As we are only one month into this course, I am finding myself making huge strides in the way I think of media literacy and digital citizenship in my own personal life. In the first week when we were required to watch Sherry Turkle’s video, “Connected, But Alone?” I found myself becoming excited by everything she was saying and agreeing with almost every point she made. I even debated my viewpoint during our first online class discussion because I felt so passionate about it. But as the weeks went on, and I continued to expand my horizons on media literacy and hear perspectives from others, such as Nathan Jurgenson, I found myself moving towards the other end of the spectrum. I realized that I was beginning to disagree with many of Turkle’s arguments. She focuses only on the argument that our devices are causing us to be more alone. She does not mention the ways that it allows us to connect with people we wouldn’t have the means to connect with otherwise. This video from Apple shows the power of being able to connect with our devices, and shows the other side of the argument that Turkle missed in her talk.

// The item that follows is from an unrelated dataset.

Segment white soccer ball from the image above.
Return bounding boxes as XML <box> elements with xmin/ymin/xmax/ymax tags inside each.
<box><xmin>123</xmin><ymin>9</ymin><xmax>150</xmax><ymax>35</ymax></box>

Harmony’s blog post really spoke to me and I connected with a lot of things she said. She enjoys being present and connected online, but chooses to take breaks from her device for periods of time in order to be more mindful of the present moment. Her solution to this dilemma is simply finding balance between the online world and also living in a way that is “fully present”. I found this very inspiring and it is something I would like to strive towards. We are living in a world where the digital world gives us so many opportunities, why fight them? Take advantage of them- just don’t forget to live your present life and be in the moment.
I am grateful that I took this course because it is changing the way I think about digital citizenship and media literacy. It is forcing me to question my views and think more critically about what it means to be part of the online world. I can only hope that through this experience I can transfer what I have learned to the classroom so that my students can also be challenged and learn to be critical thinkers about this digital world we live in.